A week or two later she texts him to let him know that she is going to go eat ice cream on the side of a bridge that is particularly beautiful at sunset and he could join her, if he wanted. He has been wondering a bit frantically if she was ever going to contact him. He has made an idealized script up in his head about who she is, and how that benefits him. “She’s so pretty and unusual; delightfully quirky,” he thinks to himself. “I hope she likes me and will listen to my problems, and help me solve them in weird and unexpectedly inspirational ways.” He rushes to the bridge to meet up with her and they go get cones from a nearby shop. She has a funny interaction with the girl who is working there, and he is enthralled with how easily she speaks to people. He resolves to talk to strangers more, and mentally pats himself on the back for this revelation.
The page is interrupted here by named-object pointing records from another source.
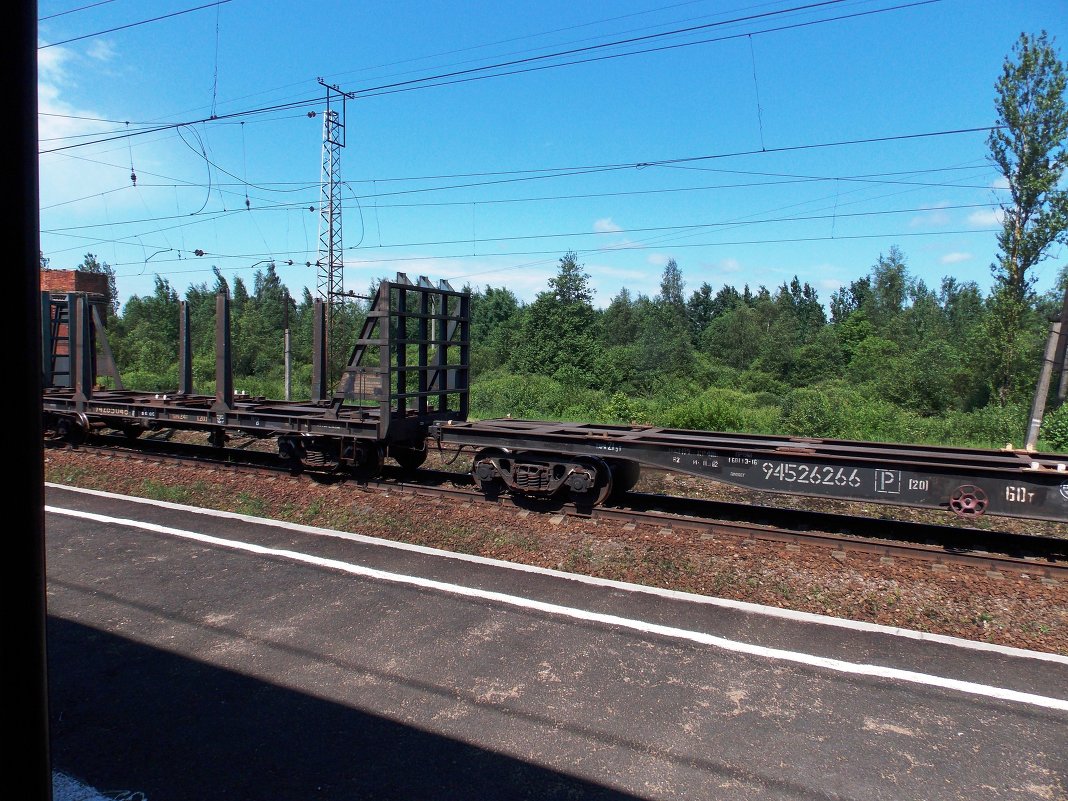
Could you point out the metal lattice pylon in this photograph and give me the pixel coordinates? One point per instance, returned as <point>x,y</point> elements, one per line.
<point>330,276</point>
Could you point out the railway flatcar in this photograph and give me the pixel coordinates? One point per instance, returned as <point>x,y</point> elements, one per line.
<point>405,388</point>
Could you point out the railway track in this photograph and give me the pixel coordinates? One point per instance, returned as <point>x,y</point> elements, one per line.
<point>996,552</point>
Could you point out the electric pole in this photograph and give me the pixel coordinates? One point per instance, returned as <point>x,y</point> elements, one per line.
<point>330,284</point>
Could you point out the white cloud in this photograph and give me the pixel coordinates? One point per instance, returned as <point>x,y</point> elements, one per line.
<point>986,219</point>
<point>606,225</point>
<point>955,257</point>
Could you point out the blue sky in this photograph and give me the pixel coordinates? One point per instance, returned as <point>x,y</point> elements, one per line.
<point>721,147</point>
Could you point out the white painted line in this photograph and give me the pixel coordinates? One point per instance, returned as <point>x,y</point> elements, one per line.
<point>786,614</point>
<point>67,788</point>
<point>581,614</point>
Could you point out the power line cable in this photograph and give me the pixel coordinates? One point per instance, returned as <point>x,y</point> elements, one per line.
<point>414,84</point>
<point>131,25</point>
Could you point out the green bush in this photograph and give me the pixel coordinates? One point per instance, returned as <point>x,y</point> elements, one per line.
<point>1055,429</point>
<point>810,412</point>
<point>721,410</point>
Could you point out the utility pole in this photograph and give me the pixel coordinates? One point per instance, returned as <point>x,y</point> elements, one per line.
<point>330,278</point>
<point>1055,358</point>
<point>286,351</point>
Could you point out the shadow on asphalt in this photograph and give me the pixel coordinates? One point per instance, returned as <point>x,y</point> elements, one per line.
<point>126,717</point>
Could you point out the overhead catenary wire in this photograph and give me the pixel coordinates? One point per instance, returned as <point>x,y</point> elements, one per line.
<point>131,25</point>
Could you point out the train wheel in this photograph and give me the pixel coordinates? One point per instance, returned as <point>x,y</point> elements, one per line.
<point>592,483</point>
<point>367,458</point>
<point>69,430</point>
<point>485,470</point>
<point>625,475</point>
<point>969,501</point>
<point>131,432</point>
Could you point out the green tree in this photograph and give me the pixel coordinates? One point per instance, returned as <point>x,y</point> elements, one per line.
<point>560,327</point>
<point>1029,148</point>
<point>92,264</point>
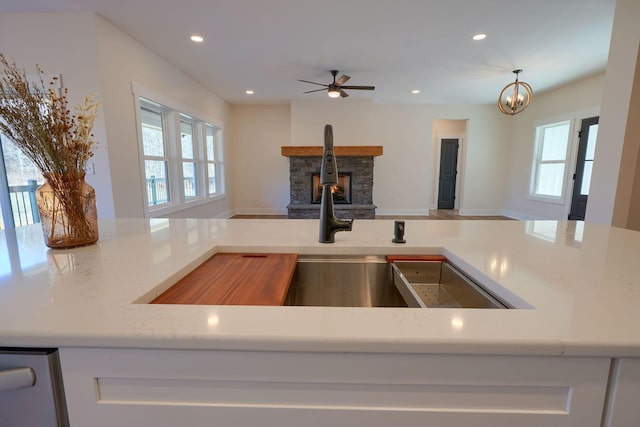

They walk down to the bridge just as the sky is starting to warm up in colour scheme. They sit on a rock off to the side of the bridge, taking in the view. They talk a bit about their week and exchange some jokes. She asks him about himself. He tells her about his job, his family, the turn of events that has left him out of sorts. Whenever she starts to talk about anything that does not directly relate to him or him experience, he steers the conversation back to things that engage and benefit him. She notices this in the beginning and squints a bit whenever he redirects. As the dialogue continues, and the redirection continues, she speaks less and less about things that have to do with her. Her thoughts and feelings remain in her mind, swirling. She changes the subject increasingly often when he is talking about something he is interested in, and he seems to somehow be able to make it about him anyway, commenting on her unique perspective helping him see things in a different way.

He does not ask her anything about herself at all.

When they have finished their ice creams and their hands are empty, he reaches for hers. She looks at him, pulling her hand away,.

“Oh. So, um, you don’t seem to get it,” she says. “I think we’re done here,” and she stands up, brushing off her shorts.

“What?”

“Yeah, so, that conversation we just had? It was all about you. The whole thing. Do you know anything about me?”

“I… yeah! I mean, you like art, and…”

She looks at him, deadpan. “We just spent an hour talking about you: your problems, your thoughts, things that matter to you. I was interested, but I was also looking forward to sharing a part of myself with you. I thought the conversation was going to be reciprocal, because you expressed an interest in me, but I don’t think you’re really interested in ME at all. I have thoughts, feelings, aspirations and lots of memories that are important to me. I think you’re interested in what I can do and be for YOU.”

“………”

“Yeah, I didn’t think you would have much of an argument for that.”

She walked off over the bridge, away from him, and they never saw each other again. She lived a full, happy life with people surrounding her that empowered her and gave her validation, which she happily reciprocated because she felt witnessed, and thinks it is as important to see as to be seen.